All of lore.kernel.org
 help / color / mirror / Atom feed
From: Konstantin <newsbox1026@web.de>
To: Anand Jain <Anand.Jain@oracle.com>,
	kreijack@inwind.it, MegaBrutal <megabrutal@gmail.com>,
	linux-btrfs <linux-btrfs@vger.kernel.org>
Cc: Robert White <rwhite@pobox.com>, Chris Mason <clm@fb.com>
Subject: Re: PROBLEM: #89121 BTRFS mixes up mounted devices with their snapshots
Date: Mon, 08 Dec 2014 01:05:16 +0100	[thread overview]
Message-ID: <5484EB3C.4000608@web.de> (raw)

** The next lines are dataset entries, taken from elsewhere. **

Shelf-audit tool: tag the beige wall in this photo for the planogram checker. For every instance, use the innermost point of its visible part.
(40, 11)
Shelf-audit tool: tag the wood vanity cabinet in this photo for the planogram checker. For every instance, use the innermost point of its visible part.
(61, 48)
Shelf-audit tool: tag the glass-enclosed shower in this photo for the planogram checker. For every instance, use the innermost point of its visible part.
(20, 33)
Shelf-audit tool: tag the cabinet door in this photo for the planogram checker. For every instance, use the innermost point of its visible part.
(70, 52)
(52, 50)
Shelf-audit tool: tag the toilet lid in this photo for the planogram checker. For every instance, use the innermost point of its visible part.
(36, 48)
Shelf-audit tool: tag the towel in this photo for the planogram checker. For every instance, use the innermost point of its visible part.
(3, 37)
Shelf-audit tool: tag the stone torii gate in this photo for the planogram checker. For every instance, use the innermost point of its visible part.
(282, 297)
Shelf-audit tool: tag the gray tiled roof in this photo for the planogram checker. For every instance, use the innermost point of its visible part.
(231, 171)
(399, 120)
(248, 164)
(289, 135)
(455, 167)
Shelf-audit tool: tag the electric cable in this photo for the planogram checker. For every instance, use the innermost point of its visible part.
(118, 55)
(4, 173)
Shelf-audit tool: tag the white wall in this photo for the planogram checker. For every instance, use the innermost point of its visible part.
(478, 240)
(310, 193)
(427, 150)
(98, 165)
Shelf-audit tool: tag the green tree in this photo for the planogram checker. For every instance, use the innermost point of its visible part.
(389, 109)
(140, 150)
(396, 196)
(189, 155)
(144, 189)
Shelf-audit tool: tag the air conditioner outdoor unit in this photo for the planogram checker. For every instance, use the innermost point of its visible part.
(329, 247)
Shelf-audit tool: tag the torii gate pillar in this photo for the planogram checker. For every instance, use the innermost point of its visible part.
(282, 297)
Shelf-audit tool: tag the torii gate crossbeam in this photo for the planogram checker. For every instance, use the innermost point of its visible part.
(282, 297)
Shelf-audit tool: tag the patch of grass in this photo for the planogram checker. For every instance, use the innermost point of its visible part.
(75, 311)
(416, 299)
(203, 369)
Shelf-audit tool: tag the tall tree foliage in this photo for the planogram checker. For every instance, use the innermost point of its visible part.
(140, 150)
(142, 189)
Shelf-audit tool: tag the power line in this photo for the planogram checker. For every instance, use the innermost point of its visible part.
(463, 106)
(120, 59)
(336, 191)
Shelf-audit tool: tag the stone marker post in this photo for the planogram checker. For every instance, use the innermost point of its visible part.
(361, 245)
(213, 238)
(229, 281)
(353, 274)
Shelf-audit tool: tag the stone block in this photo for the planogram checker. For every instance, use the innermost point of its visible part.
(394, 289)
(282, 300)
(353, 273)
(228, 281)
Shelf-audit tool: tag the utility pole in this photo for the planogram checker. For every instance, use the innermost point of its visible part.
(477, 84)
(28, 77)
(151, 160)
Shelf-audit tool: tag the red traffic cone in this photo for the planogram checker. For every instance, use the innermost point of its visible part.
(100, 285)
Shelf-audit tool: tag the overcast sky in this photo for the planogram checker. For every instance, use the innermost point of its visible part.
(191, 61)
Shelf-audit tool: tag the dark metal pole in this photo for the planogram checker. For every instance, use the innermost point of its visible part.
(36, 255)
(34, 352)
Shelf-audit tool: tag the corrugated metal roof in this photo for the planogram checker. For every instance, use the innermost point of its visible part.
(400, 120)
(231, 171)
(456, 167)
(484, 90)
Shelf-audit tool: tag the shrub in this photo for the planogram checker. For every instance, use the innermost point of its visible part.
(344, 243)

In-Reply-To: <547DA86C.4050100@oracle.com>


Anand Jain wrote on 02.12.2014 at 12:54:
>
>
>
> On 02/12/2014 19:14, Goffredo Baroncelli wrote:
>> I further investigate this issue.
>>
>> MegaBrutal, reported the following issue: doing a lvm snapshot of the
>> device of a
>> mounted btrfs fs, the new snapshot device name replaces the name of
>> the original
>> device in the output of /proc/mounts. This confused tools like
>> grub-probe which
>> report a wrong root device.
>
> very good test case indeed thanks.
>
> Actual IO would still go to the original device, until FS is remounted.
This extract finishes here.